Tutte le persone che soffrono di emicrania hanno una necessità comune: avere risposte su una malattia neurologica che colpisce esclusivamente gli esseri umani e i cui meccanismi non sono ancora del tutto noti.
Ogni giorno, parlando con le persone che mi seguono sul blog e sui social, emergono dubbi e domande che ho deciso di raccogliere in questa sezione (in continuo aggiornamento) perché la condivisione è lo strumento più potente che abbiamo per aiutarci reciprocamente nella gestione quotidiana della malattia.

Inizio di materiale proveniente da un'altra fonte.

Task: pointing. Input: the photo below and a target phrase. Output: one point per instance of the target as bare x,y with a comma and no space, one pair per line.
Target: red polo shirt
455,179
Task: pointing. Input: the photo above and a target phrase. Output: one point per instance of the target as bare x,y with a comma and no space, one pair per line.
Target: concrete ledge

Cefalea primaria e secondaria
Emicrania, cefalea tensiva e cefalea a grappolo sono cefalee primarie, ossia cefalee in cui il dolore stesso è la malattia.
Le cefalee secondarie sono, invece, causate da patologie, traumi, infezioni e abuso di farmaci.
L’emicrania viene diagnosticata tramite una visita neurologica in cui il/la neurologo, dopo aver indagato l’evoluzione e il comportamento della malattia attraverso una serie di domande e l’analisi del diario della cefalea, procede a un esame fisico e neurologico per escludere che alla base della cefalea possa esserci un’altra patologia.
Lo/la specialista può, eventualmente, prescrivere esami diagnostici qualora sia necessario avere una visione più dettagliata del quadro clinico o per individuare eventuali comorbidità in relazione alla storia, alle caratteristiche della cefalea e alla risposta ai farmaci di ciascun/a paziente. Dell’iter diagnostico per l’emicrania ne ho parlato in modo approfondito nell’articolo D come DIAGNOSI dell’emicrania.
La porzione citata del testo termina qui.